Meniscus plays an important role on the knee performance and it has been described as “functionless remnants of leg muscle origin” [1]. The mean incidence of meniscal injury in
the United States is 66/100,000 [2] which implies over 1 million surgical procedures each year [2]. Total/partial meniscectomy has been the gold standard treatment but it contributes
significantly for early arthritic changes in the joint. The need for tools and technologies for meniscal repair or regeneration has been increasing the scientific and clinical interest. In
the last few years, the characteristics and behaviors of different biomaterials were explored and several processing routes attempted to obtain an adequate architecture for proper
cells adhesion, ingrowths, proliferation and differentiation. Tissue engineering (TE) strategies based on combination of advanced biomaterials and stem cells (respecting human
anatomy) can provide a new horizon for partial and/or complete meniscus regeneration, and pain management [6]. Rapid prototyping (RP) technologies, including 3D bioplotting, are
interesting processing technologies to precisely control the architecture of TE scaffolds [8]. Reverse engineering concerns the data acquisition and 3D model preparation which is
followed by RP for processing the scaffold into the desired physical form.
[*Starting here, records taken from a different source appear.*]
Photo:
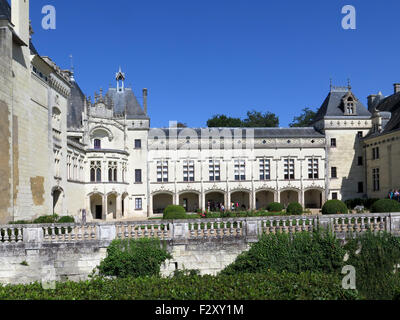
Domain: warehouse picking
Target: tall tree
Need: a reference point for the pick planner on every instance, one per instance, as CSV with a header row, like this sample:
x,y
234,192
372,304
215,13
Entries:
x,y
254,119
257,119
305,119
222,121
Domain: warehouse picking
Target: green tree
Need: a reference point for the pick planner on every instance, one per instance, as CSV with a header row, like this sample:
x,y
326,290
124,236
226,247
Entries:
x,y
222,121
258,119
305,119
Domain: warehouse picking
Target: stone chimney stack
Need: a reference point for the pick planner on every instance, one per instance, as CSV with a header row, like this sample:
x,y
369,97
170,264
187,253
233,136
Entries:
x,y
396,88
145,92
20,19
371,99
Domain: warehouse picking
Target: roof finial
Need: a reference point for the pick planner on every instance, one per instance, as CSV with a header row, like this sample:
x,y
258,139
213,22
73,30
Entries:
x,y
72,67
348,84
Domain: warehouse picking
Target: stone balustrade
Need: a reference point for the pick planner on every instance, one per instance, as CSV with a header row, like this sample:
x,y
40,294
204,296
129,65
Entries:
x,y
222,228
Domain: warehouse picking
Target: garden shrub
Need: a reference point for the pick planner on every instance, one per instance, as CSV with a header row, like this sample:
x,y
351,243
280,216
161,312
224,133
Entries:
x,y
271,286
174,212
133,258
275,207
294,208
46,219
375,263
66,219
385,205
317,251
334,207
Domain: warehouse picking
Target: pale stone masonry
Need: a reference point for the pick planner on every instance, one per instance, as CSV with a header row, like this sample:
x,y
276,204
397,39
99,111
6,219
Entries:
x,y
65,153
46,253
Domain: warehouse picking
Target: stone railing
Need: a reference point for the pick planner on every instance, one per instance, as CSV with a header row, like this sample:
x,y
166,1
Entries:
x,y
249,229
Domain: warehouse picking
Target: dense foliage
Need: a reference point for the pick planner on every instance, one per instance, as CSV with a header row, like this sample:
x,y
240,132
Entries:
x,y
275,207
47,219
334,207
305,119
269,286
174,212
374,258
133,258
294,208
366,203
318,251
385,205
254,119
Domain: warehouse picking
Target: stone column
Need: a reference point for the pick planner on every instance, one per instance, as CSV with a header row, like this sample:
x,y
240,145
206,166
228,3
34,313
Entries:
x,y
105,207
119,207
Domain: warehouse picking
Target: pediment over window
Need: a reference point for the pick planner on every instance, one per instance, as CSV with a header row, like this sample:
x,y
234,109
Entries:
x,y
349,104
101,132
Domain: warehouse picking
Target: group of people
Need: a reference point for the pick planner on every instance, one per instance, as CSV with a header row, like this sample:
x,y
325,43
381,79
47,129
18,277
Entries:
x,y
394,195
214,207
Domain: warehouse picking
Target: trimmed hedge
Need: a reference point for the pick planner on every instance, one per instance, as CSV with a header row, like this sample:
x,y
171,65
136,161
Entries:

This tissue engineering (TE) strategy aims to provide a patient-specific tool for meniscus regeneration.We
hypothesize that this advanced TE strategy that makes use of 3D printing tools and reverse engineering for the designing of anatomical implants will provide a faster and reliable
regeneration of meniscus. The proposed construct will be obtained by bioprinting the biodegradable and bioadhesive silk hydrogel alone or combined with the non-angiogenic
methacrylated gellan gum (iGG-MA) hydrogel. Cell-loaded multilayered constructs will be obtained by bioprinting alternate layers of silk hydrogels and cell-loaded iGG-MA hydrogels
in the W-W region of the implant. Both developed anatomical scaffolds will be physicochemically and biologically characterized in vitro.